It is a revelation that, combined with the sex-embezzlement scandal, this adds up to potentially blow the Giuliani presidential campaign right out of the water.
Three weeks after 9/11, when the roar of fighter jets still haunted the city's skyline, the emir of gas-rich Qatar, Sheikh Hamad bin Khalifah al-Thani, toured Ground Zero. Although a member of the emir's own royal family had harbored the man who would later be identified as the mastermind of the attack—a man named Khalid Sheikh Muhammad, often referred to in intelligence circles by his initials, KSM—al-Thani rushed to New York in its aftermath, offering to make a $3 million donation, principally to the families of its victims. Rudy Giuliani, apparently unaware of what the FBI and CIA had long known about Qatari links to Al Qaeda, appeared on CNN with al-Thani that night and vouched for the emir when Larry King asked the mayor: "You are a friend of his, are you not?"
Giuliani denied there was anything more to it than this, but the Village Voice article goes on to reveal even more.
But there was another reason to think twice about accepting al-Thani's generosity that Giuliani had to have been aware of, even as he heaped praise on the emir. Al Jazeera, the Arabic news network based in Qatar (pronounced "Cutter"), had been all but created by al-Thani, who was its largest shareholder. The Bush administration was so upset with the coverage of Osama bin Laden's pronouncements and the U.S. threats to bomb Afghanistan that Secretary of State Colin Powell met the emir just hours before Giuliani's on-air endorsement and asked him to tone down the state-subsidized channel's Islamist footage and rhetoric. The six-foot-eight, 350-pound al-Thani, who was pumping about $30 million a year into Al Jazeera at the time, refused Powell's request, citing the need for "a free and credible media." The administration's burgeoning distaste for what it would later brand "Terror TV" was already so palpable that King—hardly a newsman—asked the emir if he would help "spread the word" that the U.S. was "not targeting the average Afghan citizen." Al-Thani ignored the question—right before Giuliani rushed in to praise him again.
In retrospect, Giuliani's embrace of the emir appears peculiar. But it was only a sign of bigger things to come: the launching of a cozy business relationship with terrorist-tolerant Qatar that is inconsistent with the core message of Giuliani's current presidential campaign, namely that his experience and toughness uniquely equip him to protect America from what he tauntingly calls "Islamic terrorists"—an enemy that he always portrays himself as ready to confront, and the Democrats as ready to accommodate.
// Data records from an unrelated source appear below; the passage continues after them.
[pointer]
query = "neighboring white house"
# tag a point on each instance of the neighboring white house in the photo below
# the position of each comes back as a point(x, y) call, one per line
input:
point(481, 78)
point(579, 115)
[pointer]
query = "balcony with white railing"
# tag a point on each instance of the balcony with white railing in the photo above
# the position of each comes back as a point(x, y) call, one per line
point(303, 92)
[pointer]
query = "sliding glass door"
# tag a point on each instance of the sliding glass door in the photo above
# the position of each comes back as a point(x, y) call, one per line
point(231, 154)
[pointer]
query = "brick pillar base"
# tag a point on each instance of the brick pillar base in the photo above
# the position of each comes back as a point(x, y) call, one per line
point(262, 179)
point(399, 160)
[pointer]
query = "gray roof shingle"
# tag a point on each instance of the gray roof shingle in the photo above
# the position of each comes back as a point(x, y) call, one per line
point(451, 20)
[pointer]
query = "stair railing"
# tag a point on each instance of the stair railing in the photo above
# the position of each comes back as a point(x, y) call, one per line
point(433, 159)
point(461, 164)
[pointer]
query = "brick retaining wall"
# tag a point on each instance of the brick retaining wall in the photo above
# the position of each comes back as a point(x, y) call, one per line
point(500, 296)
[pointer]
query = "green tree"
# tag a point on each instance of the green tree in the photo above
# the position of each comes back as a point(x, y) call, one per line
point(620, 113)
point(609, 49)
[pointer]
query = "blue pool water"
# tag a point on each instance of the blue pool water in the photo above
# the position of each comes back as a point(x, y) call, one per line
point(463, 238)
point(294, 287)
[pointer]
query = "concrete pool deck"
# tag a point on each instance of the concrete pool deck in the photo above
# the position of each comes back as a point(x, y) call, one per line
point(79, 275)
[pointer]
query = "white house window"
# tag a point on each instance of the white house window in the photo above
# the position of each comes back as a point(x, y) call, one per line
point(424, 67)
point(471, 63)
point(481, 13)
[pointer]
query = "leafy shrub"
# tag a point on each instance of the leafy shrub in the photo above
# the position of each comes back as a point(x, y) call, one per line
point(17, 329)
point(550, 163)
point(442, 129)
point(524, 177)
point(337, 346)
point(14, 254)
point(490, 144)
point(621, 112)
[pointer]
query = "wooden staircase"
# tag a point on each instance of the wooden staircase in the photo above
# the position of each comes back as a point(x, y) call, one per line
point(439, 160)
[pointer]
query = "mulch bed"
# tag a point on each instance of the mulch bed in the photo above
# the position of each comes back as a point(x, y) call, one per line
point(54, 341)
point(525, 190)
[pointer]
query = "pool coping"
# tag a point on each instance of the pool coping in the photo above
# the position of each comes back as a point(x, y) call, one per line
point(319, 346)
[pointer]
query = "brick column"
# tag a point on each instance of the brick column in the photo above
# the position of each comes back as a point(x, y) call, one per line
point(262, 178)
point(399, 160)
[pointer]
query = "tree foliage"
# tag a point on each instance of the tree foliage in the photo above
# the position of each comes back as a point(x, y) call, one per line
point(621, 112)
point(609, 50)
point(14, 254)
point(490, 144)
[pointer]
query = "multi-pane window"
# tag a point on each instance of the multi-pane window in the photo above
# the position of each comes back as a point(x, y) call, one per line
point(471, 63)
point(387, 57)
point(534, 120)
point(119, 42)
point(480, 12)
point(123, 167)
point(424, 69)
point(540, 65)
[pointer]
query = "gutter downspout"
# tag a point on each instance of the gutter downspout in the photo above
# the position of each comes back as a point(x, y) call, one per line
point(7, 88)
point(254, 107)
The contradictory and stunning reality is that Giuliani Partners, the consulting company that has made Giuliani rich, feasts at the Qatar trough, doing business with the ministry run by the very member of the royal family identified in news and government reports as having concealed KSM—the terrorist mastermind who wired funds from Qatar to his nephew Ramzi Yousef prior to the 1993 bombing of the World Trade Center, and who also sold the idea of a plane attack on the towers to Osama bin Laden—on his Qatar farm in the mid-1990s.
In other words, Giuliani talks tough on fighting terrorists, but in actuality he's in business with them. And this is the vile filth who aspires to occupy the office of the presidency.